The future stability of Greenland’s ice sheet is at risk from a growing network of melting lakes that currently extends over 100 kilometers. Scientists discovered these fast-draining lakes have started a chain reaction, which could lead to the potential collapse of the Greenland ice sheet.

Every summer, warmer temperatures leads to the formation of lakes on the surface of the Greenland ice sheet. Although many of these lakes exist for weeks or months, they eventually drain through nearly 1 kilometer of ice in just a few hours, transferring massive amount of water and heat to the base of the ice sheet.

Although it was previously thought these drainage events were isolated, a new study suggests the lakes actually form a massive interconnected network.

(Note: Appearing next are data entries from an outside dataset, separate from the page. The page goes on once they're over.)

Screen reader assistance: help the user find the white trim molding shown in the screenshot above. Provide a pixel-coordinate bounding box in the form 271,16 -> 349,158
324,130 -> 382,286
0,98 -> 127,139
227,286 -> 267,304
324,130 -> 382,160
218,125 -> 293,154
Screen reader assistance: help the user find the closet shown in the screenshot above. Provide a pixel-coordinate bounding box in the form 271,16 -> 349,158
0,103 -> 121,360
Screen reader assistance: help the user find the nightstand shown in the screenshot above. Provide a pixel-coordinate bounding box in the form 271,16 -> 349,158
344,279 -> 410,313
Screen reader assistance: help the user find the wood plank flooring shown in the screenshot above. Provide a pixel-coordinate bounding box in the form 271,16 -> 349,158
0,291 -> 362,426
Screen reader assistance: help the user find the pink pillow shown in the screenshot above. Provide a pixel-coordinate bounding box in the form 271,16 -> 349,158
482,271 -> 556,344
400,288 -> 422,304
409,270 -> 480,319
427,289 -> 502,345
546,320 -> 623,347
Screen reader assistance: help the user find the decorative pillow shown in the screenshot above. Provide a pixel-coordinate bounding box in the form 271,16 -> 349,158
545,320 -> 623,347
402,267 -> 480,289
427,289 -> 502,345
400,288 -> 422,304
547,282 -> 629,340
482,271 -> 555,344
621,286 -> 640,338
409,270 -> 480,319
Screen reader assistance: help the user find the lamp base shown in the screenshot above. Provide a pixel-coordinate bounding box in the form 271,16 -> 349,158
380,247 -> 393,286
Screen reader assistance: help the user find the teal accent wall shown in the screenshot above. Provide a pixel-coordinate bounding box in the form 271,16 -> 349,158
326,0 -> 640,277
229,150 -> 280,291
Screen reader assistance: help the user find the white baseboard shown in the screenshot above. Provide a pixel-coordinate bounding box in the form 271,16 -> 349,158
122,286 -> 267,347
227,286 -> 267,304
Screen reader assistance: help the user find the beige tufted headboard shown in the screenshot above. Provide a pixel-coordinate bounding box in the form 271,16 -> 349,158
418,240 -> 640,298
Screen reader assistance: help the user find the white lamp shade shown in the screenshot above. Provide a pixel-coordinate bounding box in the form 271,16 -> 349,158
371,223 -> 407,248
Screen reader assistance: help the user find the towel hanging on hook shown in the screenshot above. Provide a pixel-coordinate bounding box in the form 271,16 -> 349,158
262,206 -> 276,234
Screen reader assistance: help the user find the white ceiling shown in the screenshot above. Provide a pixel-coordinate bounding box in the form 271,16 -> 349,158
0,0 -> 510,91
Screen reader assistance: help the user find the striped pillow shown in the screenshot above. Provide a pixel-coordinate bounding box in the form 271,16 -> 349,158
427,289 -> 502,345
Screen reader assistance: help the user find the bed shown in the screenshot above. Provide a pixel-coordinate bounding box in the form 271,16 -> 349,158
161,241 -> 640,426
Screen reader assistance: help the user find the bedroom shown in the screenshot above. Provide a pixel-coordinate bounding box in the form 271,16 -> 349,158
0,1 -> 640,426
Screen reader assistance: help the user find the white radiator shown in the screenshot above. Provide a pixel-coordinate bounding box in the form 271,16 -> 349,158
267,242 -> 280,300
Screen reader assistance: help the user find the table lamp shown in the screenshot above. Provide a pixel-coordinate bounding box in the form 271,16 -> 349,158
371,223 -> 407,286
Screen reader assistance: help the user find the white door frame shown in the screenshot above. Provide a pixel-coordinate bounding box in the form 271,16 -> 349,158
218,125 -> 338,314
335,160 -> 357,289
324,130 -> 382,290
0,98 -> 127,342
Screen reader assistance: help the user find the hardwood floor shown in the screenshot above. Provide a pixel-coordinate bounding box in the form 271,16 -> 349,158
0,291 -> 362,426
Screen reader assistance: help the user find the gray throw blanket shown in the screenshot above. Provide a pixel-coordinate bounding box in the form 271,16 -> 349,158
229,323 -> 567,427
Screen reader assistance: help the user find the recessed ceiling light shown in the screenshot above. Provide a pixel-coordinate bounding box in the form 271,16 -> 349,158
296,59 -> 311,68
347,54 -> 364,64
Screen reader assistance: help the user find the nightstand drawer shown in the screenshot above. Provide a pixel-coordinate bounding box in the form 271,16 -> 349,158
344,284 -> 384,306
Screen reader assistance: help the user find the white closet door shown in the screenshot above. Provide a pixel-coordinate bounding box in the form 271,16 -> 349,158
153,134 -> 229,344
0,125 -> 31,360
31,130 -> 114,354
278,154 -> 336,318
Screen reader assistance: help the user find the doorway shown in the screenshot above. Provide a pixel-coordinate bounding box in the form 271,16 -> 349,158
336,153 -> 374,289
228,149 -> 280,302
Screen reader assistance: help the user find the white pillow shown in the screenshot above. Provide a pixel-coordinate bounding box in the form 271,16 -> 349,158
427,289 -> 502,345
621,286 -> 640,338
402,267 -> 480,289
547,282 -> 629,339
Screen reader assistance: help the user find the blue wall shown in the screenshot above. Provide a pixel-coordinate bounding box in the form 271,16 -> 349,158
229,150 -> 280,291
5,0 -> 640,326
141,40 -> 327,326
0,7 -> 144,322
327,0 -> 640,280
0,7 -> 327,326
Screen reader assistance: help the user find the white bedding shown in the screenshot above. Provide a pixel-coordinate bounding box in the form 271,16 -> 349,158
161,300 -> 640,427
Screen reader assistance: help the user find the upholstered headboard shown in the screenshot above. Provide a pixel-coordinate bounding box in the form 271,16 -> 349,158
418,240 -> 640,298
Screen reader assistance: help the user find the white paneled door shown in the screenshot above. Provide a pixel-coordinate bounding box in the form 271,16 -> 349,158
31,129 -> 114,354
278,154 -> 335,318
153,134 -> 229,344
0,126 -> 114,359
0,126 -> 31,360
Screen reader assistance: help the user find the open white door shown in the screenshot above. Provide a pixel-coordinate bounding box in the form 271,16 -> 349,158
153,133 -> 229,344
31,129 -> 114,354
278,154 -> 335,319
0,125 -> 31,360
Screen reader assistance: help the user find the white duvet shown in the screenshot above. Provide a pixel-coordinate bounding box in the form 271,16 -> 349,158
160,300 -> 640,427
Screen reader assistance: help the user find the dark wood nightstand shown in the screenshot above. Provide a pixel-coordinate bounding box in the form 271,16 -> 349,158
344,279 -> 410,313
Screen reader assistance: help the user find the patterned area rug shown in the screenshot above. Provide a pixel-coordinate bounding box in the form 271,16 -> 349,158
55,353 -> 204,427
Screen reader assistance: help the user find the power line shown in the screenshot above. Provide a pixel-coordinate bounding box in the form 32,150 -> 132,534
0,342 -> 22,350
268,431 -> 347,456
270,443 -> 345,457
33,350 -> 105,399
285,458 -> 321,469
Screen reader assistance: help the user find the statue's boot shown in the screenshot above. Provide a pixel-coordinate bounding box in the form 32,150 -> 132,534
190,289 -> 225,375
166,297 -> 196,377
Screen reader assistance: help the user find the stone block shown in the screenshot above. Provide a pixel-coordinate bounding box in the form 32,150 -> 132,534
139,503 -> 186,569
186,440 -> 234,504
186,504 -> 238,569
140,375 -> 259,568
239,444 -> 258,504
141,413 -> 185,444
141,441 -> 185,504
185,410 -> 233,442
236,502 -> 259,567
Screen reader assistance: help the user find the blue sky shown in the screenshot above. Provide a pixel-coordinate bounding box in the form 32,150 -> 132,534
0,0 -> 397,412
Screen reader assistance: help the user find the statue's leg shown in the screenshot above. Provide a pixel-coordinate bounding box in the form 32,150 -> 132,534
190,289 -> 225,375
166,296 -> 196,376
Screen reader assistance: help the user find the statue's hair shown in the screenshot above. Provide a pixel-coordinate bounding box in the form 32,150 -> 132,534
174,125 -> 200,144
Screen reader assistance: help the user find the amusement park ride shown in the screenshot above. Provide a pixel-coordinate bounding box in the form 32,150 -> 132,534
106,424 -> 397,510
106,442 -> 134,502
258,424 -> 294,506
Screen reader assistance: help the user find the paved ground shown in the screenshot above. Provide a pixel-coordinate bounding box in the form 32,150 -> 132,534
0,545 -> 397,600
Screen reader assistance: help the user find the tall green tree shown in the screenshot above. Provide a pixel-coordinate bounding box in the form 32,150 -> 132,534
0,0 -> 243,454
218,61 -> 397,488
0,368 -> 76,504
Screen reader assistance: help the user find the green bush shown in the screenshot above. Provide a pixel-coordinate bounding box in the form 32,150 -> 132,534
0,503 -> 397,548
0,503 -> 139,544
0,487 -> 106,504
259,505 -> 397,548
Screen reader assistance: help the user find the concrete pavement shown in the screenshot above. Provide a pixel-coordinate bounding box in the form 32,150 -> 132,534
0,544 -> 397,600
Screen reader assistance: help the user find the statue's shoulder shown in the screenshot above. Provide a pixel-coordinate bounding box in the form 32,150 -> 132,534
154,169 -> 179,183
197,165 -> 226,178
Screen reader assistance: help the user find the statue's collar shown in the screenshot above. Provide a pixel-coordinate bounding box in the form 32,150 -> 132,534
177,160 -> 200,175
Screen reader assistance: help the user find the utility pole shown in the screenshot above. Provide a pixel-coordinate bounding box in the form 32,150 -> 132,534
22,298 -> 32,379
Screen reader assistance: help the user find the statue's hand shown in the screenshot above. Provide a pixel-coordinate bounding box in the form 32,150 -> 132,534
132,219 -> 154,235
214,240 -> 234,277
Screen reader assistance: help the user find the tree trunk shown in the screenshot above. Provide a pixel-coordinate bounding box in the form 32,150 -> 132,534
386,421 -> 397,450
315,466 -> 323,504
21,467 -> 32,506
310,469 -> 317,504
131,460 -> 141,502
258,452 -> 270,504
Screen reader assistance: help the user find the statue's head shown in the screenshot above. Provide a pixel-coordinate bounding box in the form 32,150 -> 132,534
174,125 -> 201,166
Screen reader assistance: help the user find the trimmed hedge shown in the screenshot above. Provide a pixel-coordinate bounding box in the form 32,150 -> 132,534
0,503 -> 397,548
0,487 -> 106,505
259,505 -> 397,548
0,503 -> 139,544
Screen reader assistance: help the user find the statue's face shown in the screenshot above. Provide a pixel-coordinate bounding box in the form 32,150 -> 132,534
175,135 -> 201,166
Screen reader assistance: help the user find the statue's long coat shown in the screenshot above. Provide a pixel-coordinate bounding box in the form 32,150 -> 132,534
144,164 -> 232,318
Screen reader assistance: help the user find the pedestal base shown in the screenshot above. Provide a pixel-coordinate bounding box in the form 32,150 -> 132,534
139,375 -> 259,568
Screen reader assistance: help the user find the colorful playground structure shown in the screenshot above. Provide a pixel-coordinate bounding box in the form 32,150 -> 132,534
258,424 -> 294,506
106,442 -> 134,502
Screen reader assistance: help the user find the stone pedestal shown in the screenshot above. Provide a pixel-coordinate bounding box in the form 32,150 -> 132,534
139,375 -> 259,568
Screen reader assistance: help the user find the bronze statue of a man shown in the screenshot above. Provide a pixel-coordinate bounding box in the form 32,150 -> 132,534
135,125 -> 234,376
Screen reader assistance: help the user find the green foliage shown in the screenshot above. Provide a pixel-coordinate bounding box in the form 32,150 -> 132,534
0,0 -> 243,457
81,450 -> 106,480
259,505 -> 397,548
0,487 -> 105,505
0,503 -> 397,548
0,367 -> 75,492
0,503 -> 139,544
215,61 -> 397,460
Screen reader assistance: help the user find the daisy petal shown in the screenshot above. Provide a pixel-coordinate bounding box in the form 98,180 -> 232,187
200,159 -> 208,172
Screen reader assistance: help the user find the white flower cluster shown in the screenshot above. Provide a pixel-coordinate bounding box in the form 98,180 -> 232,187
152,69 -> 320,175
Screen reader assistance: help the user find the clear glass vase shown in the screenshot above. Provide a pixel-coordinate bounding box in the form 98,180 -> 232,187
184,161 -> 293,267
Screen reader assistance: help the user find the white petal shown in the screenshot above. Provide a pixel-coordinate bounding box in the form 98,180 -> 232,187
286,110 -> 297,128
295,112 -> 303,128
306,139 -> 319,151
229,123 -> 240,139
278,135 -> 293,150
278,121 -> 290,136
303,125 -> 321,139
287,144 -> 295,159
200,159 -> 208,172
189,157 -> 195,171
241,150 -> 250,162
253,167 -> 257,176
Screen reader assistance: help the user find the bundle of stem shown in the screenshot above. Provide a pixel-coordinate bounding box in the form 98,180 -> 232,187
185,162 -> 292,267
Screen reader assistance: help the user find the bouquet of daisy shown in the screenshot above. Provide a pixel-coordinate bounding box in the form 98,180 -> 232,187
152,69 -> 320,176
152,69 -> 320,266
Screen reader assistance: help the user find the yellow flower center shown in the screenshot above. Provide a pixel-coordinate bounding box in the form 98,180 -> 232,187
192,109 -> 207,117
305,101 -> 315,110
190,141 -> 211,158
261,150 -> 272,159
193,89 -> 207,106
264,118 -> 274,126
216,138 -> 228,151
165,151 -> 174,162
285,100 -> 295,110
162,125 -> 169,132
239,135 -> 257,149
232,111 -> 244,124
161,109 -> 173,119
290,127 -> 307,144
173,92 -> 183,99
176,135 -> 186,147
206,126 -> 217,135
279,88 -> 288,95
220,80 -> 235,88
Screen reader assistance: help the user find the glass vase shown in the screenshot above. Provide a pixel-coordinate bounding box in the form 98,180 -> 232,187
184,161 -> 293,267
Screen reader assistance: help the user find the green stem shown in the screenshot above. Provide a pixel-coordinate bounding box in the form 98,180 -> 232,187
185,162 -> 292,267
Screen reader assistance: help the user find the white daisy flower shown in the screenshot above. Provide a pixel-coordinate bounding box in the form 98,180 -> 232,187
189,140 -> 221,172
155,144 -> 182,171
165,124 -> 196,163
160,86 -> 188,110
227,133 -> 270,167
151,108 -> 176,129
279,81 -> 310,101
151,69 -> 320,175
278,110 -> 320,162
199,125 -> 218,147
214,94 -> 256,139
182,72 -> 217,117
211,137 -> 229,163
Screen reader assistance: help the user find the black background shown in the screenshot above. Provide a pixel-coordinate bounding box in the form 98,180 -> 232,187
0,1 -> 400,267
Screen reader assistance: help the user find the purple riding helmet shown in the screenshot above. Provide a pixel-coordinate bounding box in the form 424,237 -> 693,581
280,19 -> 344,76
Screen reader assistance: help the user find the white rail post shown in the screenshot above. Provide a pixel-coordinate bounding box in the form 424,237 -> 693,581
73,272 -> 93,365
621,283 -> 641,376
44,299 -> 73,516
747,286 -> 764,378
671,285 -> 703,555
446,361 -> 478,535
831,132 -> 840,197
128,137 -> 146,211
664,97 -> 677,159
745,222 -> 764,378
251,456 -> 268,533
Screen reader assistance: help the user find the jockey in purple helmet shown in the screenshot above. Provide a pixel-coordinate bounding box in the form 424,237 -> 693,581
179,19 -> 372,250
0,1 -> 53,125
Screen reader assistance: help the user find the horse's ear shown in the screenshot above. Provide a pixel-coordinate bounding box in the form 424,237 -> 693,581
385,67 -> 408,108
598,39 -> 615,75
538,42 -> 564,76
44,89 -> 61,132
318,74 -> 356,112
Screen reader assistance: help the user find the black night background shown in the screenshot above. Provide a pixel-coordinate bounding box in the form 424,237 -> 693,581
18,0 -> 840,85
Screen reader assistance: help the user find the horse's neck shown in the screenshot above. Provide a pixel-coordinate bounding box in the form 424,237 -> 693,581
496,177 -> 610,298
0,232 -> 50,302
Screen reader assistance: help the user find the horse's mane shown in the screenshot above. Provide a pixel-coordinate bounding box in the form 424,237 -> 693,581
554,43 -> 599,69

Researchers discovered the affected areas include sensitive regions of the interior of the ice sheet — the impact of ice flow on these regions is considered to be substantial.

How are these interconnected network of lakes being formed? According to the researchers, when one lake drains, the water spreads rapidly under the ice sheet and flows faster. The faster flow allows new fractures to open up on the surface of the ice sheet, which in turn act as the perfect pipeline for draining other lakes.

This process has the potential to start a chain reaction that can drain multiple lakes, some of which could be located as far as 80 kilometers away. In one such case, 124 lakes drained in just five days. Scientists said these events can temporarily accelerate ice flow by 400 percent, which in turn can also ramp up sea-level rise.

“Transfer of water and heat from surface to the bed can escalate extremely rapidly due to a chain reaction,” Poul Christoffersen, from Cambridge University’s Scott Polar Research Institute and lead author of the new study, said in a statement. “In one case we found all but one of 59 observed lakes drained in a single cascading event. Most of the melt lakes drain in this dynamic way.”

The new research highlights how forces under Greenland’s ice sheet can undergo sudden changes, leading to the formation of fractures of frozen ice. Researchers developed a 3D model to help demonstrate how even lakes formed in the stable area of the ice sheet can drain when fractures, caused by other rapidly-melting lakes, open up on the surface.

“We found clear evidence of these crevasses at 1,800 metres above sea level and as far 135 kilometres inland from the ice margin. This is much farther inland than previously considered possible,” Christoffersen added.

“The transformation of forces within the ice sheet when lakes drain is sudden and dramatic,” said co-author Marion Bougamont, also from the Scott Polar Research Institute. “Lakes that drain in one area produce fractures that cause more lakes to drain somewhere elsewhere. It all adds up when you look at the pathways of water underneath the ice.”

“This growing network of melt lakes, which currently extends more than 100 kilometers inland and reaches elevations as high a 2,000 meters above sea level, poses a threat for the long-term stability of the Greenland ice sheet,” said Christoffersen. “This ice sheet, which covers 1.7 million square kilometers, was relatively stable 25 years ago, but now loses one billion tons of ice every day. This causes one millimeter of global sea level rise per year, a rate which is much faster than what was predicted only a few years ago.”

Although a complete loss of all the ice in Greenland is very unlikely in this century, researchers warn the way the ice sheet is responding to climate change calls for a global effort in drastically reducing greenhouse gas emission levels.

The new research has been published in the journal Nature Communications.